Risadas ecoam pela sala.

— Deixe minhas meninas em paz,Soraya! Por favor,eu imploro — papai choramingou. — Elas não merecem pagar pelos erros da mãe!

Insisto em me soltar,mas o capanga aperta o meu braço.

Soraya leva seu dedo até os lábios de papai e pede silêncio,enquanto sorri,olhando para mim e minha irmã.

— As gêmeas Martins… Não passam de lixo. — Ela está atrás de nosso pai agora e retira uma arma da abertura na perna de seu vestido devasso,presa a uma liga da sua meia-calça de renda. Ela aponta para mim. — Sofia Martins… Você tem o gênio dela. Você é uma cópia autenticada daquela m*****a,por isso sempre a odiei mais. — Ela começa a gargalhar e depois mira para Ágata,que só sabe chorar e implorar. — Ágata Martins,você é doce,tem o gênio do seu pai,algo que o fazia tão atrativo para mim e todas as mulheres que o conheciam.

Ágata fungou,e disse:

— Por favor,nos deixe em paz… Eu te entrego,eu te entrego minha esmeralda. Faça o que quiser com ela. Só nos deixe ir…
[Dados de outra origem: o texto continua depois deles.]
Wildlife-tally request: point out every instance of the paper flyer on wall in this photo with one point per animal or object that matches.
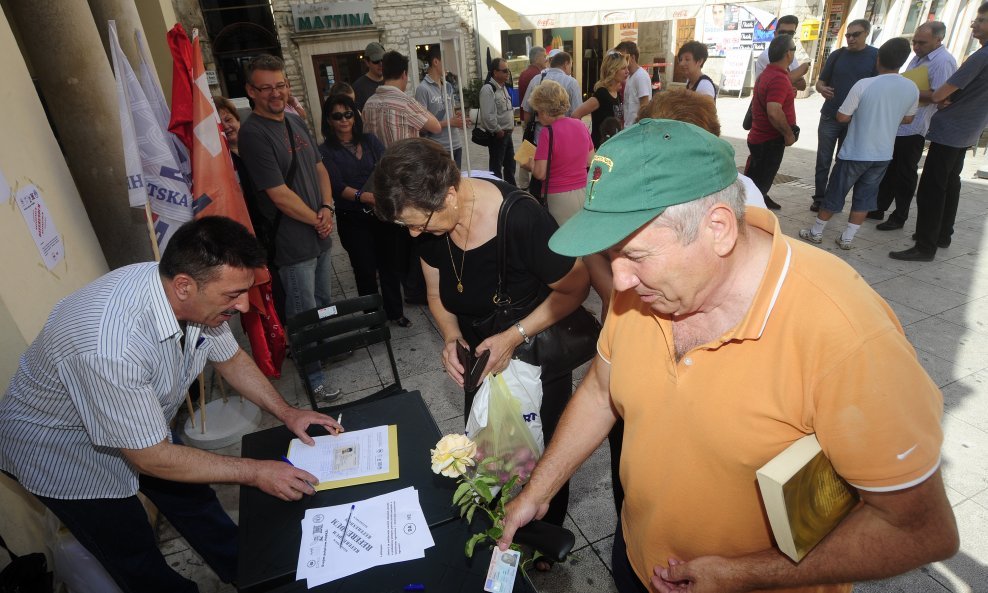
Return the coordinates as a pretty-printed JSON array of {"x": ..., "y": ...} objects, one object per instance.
[
  {"x": 345, "y": 539},
  {"x": 40, "y": 225},
  {"x": 349, "y": 458}
]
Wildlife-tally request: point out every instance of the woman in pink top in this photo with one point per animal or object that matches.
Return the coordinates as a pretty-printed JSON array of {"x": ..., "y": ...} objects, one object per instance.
[{"x": 563, "y": 154}]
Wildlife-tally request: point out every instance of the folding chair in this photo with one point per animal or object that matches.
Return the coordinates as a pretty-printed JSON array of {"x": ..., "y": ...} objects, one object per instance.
[{"x": 344, "y": 326}]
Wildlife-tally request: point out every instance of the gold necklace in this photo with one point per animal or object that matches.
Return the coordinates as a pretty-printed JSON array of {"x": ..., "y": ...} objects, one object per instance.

Soraya gargalhou novamente.

— Você é tão patética,garota. — Ouço o estalo da arma,estava sendo engatilhada para minha irmã. — Ninguém vai sair vivo daqui hoje.

Olhei para Ágata.

Tremi.

Não quero perder minha irmã diante de meus olhos. Rapidamente mordi as mãos que me prendiam e corri até Aga,ficando do seu lado,seus olhos brilharam pelas lágrimas,e o meu coração acelerou nas batidas. Sempre fomos nós,eu e ela,sempre unidas,sempre juntas. Começo,meio e fim.

O capanga que a segurava agarrou meu pescoço e o dela,apertando-os,nos deixando quase sem ar. Assisti o pavor passar pelos olhos de papai e ouvi seus gritos desesperados. Chorei. Soraya o esbofeteou e mandou-o ficar quieto,chorei ainda mais quando ela ordenou que o capanga que me prendia antes,enchesse seu rosto de socos,espirrando sangue para todos os lados: na parede,no chão,em mim,minha irmã,em Soraya.
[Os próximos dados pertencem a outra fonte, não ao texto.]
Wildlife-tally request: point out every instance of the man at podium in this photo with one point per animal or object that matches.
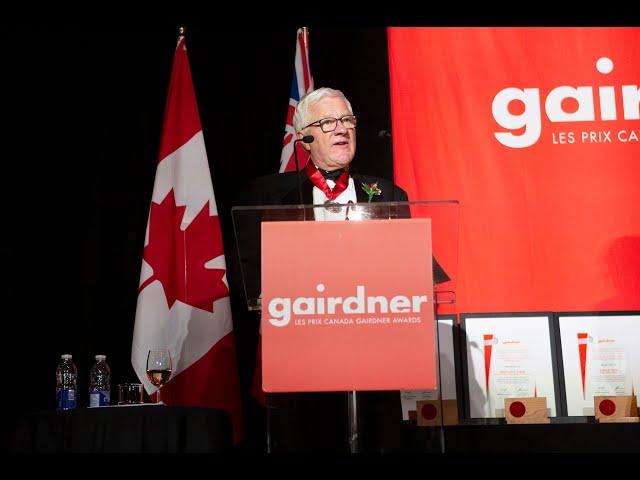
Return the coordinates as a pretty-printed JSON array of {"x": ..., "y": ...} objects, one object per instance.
[{"x": 326, "y": 126}]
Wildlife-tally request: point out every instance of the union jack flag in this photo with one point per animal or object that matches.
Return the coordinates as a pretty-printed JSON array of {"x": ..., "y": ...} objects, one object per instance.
[{"x": 301, "y": 84}]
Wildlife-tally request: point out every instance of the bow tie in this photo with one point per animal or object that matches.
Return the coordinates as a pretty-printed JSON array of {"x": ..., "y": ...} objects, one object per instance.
[{"x": 332, "y": 175}]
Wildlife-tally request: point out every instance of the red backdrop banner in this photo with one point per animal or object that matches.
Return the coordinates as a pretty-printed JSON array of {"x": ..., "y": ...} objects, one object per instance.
[{"x": 536, "y": 131}]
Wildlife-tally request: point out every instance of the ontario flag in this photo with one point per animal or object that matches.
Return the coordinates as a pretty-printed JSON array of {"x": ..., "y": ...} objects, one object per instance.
[
  {"x": 183, "y": 296},
  {"x": 301, "y": 84}
]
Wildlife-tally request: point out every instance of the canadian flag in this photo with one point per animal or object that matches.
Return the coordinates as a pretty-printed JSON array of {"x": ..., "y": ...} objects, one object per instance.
[{"x": 183, "y": 297}]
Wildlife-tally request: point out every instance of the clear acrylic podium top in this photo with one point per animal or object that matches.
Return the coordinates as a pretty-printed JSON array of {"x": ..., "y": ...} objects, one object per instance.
[{"x": 444, "y": 215}]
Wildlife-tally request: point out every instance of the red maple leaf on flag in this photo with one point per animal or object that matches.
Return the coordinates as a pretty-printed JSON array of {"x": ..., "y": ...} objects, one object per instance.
[{"x": 178, "y": 257}]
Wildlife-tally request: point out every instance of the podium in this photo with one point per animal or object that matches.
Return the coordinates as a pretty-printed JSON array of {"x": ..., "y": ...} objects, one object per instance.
[{"x": 348, "y": 305}]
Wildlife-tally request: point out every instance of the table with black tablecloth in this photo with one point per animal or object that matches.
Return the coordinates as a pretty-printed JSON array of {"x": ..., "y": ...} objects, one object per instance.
[
  {"x": 125, "y": 429},
  {"x": 578, "y": 438}
]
Disse para Aga fechar os olhos quando Soraya engatilhou a arma mais uma vez e apontou na cabeça do papai. Minha irmã começou a gritar em puro desespero. Eu também estava. Será que ninguém podia ouvir nossos gritos?

Soraya olhou para mim mais uma vez e se deleitou com meu semblante em ruína. Ela desviou os olhos desgraçados para papai novamente e o encarou,dizendo para ele proferir suas últimas palavras. Nesse momento eu e minha irmã enlouquecemos e o capanga nos pressionou com mais força e agressividade. Ficamos zonzas. Papai,com os olhos transbordando cheios de dor,nos olhou pela derradeira vez,e articulou com a boca um: começo,meio e fim. Era o nosso jeito familiar de dizermos para a pessoa que a amaremos para sempre.

O outro capanga abriu a boca do papai e me fez assistir uma das piores cenas que uma garota de doze anos pudesse presenciar. O cano da arma entrou na boca do nosso pai e Soraya segurou firme no gatilho. Vi uma última lágrima escorrer dos olhos dele antes de ouvir o primeiro disparo. Mais espirros de sangue. Gritos de minha irmã. Gritos meus. Papai faleceu à nossa frente,diante de nossos olhos. Soraya continuou a disparar. Uma,duas,três,quatro,cinco,seis,sete,oito,nove,dez vezes.

Seu corpo todo perfurado de balas caiu sem vida aos seus pés quando empurrou a cadeira importada da China.

Estava perdido.

Perdi meu pai.

Perdi o único dos meus pais que ainda era capaz de sentir algo por mim.

Uma dor absurda cravou o meu peito e meus olhos se esmagaram de tanto fechá-los. Naquele momento,eu também queria morrer para toda aquela dor acabar. Mas então escutei os gritos de minha irmã enquanto Soraya a arrastava pelos cabelos para fora de casa,e logo mais eu também estava. Vários carros pretos com uma simbologia em “S” cercavam minha casa,as luzes da vizinhança estavam apagadas,e logo mais avistei o amante de Soraya sorrindo como um louco sustentando uma pistola prateada,saindo de um dos carros com um homem de terno preto e uma máscara.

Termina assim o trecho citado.